Puppets Replace Models at Moschino’s SS21 Collection

Puppets Replace Models at Moschino’s SS21 Collection

Puppets Replace Models at Moschino’s SS21 Collection

In his latest collection for the Italian house, Jeremy Scott emphasizes the raw, exposed state of our nation.

In his latest collection for the Italian house, Jeremy Scott emphasizes the raw, exposed state of our nation.

Text: Kala Herh

You can always rely on Jeremy Scott to put on unforgettable, uniquely whimsical fashion shows. This season was no different. For Moschino’s SS21 collection, Scott pulled out all the stops, putting on a puppet show referencing all that was unconventional about this fashion season. With the designs scaled down to fit the 30-inch figures, "No Strings Attached" provided a fantastical escape for everyone at home.

With help from Jim Henson’s Creature Shop -- the special effects company that brought the muppets to life -- Scott resized his designs onto 40 marionettes and created a set for the salon show. Along with the impressions of his favorite models, fashion’s biggest names were also in attendance. In the front row sat Anna Wintour, Edward Enninful, and Vanessa Friedman in looks exclusively designed by Scott.
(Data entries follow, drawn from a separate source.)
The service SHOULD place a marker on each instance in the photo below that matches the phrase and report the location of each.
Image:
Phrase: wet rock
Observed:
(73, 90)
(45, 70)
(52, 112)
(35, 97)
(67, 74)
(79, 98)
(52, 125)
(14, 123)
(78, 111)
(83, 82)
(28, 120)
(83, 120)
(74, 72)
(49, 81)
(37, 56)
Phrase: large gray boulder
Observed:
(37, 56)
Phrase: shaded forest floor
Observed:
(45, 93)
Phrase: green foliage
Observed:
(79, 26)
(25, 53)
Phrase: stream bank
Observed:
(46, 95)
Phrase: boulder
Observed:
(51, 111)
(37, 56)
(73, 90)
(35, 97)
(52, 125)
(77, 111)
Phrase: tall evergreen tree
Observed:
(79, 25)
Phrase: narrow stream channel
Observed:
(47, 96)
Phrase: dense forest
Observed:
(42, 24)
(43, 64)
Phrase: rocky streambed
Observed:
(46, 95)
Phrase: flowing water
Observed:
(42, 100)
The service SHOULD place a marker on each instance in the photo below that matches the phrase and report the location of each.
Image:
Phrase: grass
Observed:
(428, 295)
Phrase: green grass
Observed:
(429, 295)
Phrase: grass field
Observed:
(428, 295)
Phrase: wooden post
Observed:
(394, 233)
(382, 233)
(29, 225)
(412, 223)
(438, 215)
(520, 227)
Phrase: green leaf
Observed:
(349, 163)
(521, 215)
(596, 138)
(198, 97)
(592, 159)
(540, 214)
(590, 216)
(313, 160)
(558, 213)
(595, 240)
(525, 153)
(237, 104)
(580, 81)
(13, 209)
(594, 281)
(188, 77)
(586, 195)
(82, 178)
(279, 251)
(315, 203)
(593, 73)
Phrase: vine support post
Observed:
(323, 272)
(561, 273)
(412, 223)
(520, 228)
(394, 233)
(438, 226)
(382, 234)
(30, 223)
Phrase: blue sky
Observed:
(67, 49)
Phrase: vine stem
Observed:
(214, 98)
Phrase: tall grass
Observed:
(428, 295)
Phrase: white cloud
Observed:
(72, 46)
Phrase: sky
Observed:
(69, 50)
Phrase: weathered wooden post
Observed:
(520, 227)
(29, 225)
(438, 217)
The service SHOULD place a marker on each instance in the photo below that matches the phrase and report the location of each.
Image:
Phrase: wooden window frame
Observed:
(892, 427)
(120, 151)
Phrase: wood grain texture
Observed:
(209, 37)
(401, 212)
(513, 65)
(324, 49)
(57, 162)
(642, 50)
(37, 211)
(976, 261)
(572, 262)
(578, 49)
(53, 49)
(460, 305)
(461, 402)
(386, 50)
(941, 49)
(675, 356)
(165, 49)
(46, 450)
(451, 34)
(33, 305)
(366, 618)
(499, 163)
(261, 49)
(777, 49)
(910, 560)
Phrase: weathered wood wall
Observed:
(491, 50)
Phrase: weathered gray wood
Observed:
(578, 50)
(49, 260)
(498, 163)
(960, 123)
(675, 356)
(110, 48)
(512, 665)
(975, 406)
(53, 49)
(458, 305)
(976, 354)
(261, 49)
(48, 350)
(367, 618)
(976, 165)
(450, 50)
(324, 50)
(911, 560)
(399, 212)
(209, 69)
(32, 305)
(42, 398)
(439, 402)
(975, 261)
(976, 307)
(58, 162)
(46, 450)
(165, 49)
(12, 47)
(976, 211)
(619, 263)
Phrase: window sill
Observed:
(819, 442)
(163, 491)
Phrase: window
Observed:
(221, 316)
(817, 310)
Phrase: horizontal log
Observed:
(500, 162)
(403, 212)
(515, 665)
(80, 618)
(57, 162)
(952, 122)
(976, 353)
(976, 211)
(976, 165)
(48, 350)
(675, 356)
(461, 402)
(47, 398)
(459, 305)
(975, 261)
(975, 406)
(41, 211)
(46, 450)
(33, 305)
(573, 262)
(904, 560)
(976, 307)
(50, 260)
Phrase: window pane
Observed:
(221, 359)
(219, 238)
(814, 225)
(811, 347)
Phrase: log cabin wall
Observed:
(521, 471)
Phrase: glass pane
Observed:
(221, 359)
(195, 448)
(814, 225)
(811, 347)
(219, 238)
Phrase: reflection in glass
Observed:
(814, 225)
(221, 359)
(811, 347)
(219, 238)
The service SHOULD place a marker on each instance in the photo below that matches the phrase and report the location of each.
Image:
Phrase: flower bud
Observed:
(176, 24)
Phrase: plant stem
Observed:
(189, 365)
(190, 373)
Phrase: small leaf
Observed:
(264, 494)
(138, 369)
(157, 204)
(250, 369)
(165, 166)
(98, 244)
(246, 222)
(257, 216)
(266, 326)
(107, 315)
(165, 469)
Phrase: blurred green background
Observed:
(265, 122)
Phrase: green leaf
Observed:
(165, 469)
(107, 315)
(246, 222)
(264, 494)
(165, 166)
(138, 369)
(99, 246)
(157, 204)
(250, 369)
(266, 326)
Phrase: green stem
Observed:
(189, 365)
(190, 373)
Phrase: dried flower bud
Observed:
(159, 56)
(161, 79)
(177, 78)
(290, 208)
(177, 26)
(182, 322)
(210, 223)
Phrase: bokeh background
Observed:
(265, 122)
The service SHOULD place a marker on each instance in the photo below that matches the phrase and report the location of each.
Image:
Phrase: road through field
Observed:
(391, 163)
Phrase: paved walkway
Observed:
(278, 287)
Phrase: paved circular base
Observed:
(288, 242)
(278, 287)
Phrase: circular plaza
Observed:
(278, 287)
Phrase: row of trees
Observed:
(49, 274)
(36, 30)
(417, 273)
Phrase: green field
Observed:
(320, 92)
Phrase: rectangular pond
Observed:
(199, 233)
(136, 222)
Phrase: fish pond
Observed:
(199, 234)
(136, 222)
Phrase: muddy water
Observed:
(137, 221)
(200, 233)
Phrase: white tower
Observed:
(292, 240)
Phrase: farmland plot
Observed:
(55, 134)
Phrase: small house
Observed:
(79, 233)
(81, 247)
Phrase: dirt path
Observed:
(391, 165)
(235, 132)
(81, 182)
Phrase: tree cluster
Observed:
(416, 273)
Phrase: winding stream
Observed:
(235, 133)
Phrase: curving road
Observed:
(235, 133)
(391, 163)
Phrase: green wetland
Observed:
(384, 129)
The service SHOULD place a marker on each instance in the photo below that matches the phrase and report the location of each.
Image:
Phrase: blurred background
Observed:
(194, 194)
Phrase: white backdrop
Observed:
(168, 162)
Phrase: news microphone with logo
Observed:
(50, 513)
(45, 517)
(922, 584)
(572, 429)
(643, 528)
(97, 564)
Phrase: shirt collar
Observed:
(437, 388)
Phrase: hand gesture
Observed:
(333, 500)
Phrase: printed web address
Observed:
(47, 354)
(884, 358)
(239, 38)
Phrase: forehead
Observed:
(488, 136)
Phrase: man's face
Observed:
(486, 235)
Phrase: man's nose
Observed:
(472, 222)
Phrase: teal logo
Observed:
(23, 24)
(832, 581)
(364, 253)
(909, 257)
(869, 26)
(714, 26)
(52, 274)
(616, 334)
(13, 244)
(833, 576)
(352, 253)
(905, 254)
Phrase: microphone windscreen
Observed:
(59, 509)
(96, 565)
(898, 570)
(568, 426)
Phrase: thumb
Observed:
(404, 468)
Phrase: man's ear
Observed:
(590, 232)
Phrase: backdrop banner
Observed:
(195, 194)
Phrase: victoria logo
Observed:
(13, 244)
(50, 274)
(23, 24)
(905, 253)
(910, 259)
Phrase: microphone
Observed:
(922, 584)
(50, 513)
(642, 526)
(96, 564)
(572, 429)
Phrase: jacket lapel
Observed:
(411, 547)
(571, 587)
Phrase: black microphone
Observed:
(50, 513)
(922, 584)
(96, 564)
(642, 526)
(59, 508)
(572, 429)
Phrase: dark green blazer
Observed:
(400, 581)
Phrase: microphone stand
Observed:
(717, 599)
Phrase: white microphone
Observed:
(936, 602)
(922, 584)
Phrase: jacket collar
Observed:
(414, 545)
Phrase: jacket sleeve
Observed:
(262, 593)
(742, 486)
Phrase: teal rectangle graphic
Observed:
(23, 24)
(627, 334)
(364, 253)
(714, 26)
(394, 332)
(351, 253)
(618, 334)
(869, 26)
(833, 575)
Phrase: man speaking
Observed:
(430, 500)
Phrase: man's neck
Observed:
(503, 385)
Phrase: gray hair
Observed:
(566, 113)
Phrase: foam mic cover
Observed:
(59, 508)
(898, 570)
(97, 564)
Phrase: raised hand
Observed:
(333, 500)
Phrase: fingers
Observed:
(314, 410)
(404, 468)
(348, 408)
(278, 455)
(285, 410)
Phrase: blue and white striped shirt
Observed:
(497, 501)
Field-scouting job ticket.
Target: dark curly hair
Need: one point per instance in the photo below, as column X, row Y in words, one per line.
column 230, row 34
As kitsch as it sounds, this is not Scott’s first encounter with puppeteers and miniature dresses. In the mid-2000s, Scott was the first designer to dress Miss Piggy.

Just as the marionettes were a celebration of craftsmanship, so was the collection. All the work on the mini outfits was done by hand, and even the jacquard was scaled down and rewoven to marionette proportions. Elements typically found inside garments -- intricate edges, complex seams, corsetry boning -- were the stars of the show, symbolizing the upside-down and inside-out state of the world. “As the world seems to be splitting along the seams, the bare inner workings of something new will be exposed,” read the designer’s opening statement for the collection. In homage to the culture of haute couture, Scott brought the construction of garments to the forefront. Among the looks that embodied the reconstruction was a cocktail gown that looked like it had been ripped upon, revealing another embroidered dress under it.

Regardless of the absence of human models, this collection was a celebration of the human and the physical. “People don’t care about craftsmanship in that way, but they’re very human — done by humans and made by humans. I wanted to find a beautiful, elegant way to do it and tell the story about the creation and history of fashion — instead of something like a digital liquid bleurgh!”